India is next in Bulletproof’s plans, where they’re already working for Diageo, Mondelez International and others. That might not look like opening a studio there though. “It might be an acquisition, because it’s its own world,” Mundae says.” It takes up a lot of energy to set up from nothing – the paperwork alone – plus you acquire some clients and local talent if you acquire.”
Ghana is attractive because of its big brewing culture and the amount of property development going on, and he thinks there’s “a huge opportunity in Kenya.”
He’s looking at a new studio in a central European country, to add to Amsterdam.

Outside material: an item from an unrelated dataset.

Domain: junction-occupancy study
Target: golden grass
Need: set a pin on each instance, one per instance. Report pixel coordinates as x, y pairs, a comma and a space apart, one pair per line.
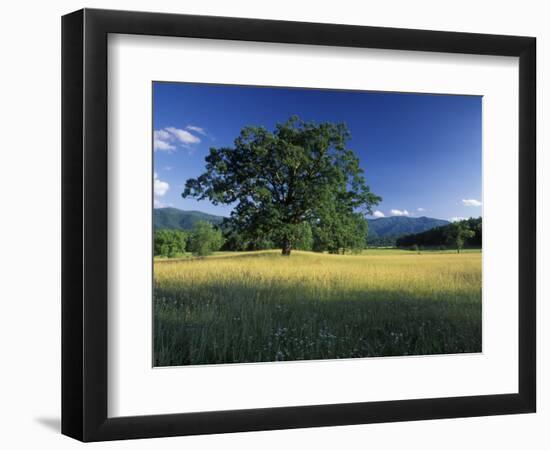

And Abu Dhabi and Saudi Arabia could follow. But this bullishness isn’t blind. Mundae recognises that not everywhere is viable. “There’s a lot of work in Cairo and some great talent there, but the numbers don’t add up because the fees aren’t great.”
Mundae is not squeamish in talking about money. He says people often baulk at their fees, but he is very confident they are worth it. “We’re told we’re the most expensive agency that our clients work with. But you have to pay for brilliant people, and we get it right first time,” he says. This confidence may also explain his drive to expand, not just geographically.
“I’m all about growth – of business, culture, people. As well as looking at new territories, I’m looking at new skills, how to adopt AI, and what are new areas we want to grow into.” To that end, the agency is looking to develop its capabilities in motion, digital and social channels, because that’s where its clients’ audiences are.
But he never wants to lose Bulletproof’s traditional FMCG roots – the London studio alone works with big-name brands like Cadbury and Toblerone, Johnnie Walker and Don Julio and Tate & Lyle.
“In our industry it’s become a dirty term, but I still love that work. The way you think about pack and consumer, it’s so in-depth, I think that’s dynamite.”
Many high-profile brand and packaging agencies have already been snapped up by conglomerates – Design Bridge to WPP, WMH&I to Loewy Group, Turner Duckworth to Publicis Groupe – and others, like JKR, have sold minority stakes. Against that backdrop, potential buyers come knocking on Mundae’s door around four times a year.
So far, none of these offers have appealed. But, he says, “I like the idea of working with a business which has amazing clients that we probably wouldn’t reach, being a brand agency. If they could plug us in, I’d love that.” But does it ever get stressful, spinning so many plates? Apparently not – in fact Mundae seems to thrive on it. “I’ve put everything into this,” he says. “It’s my life’s work.”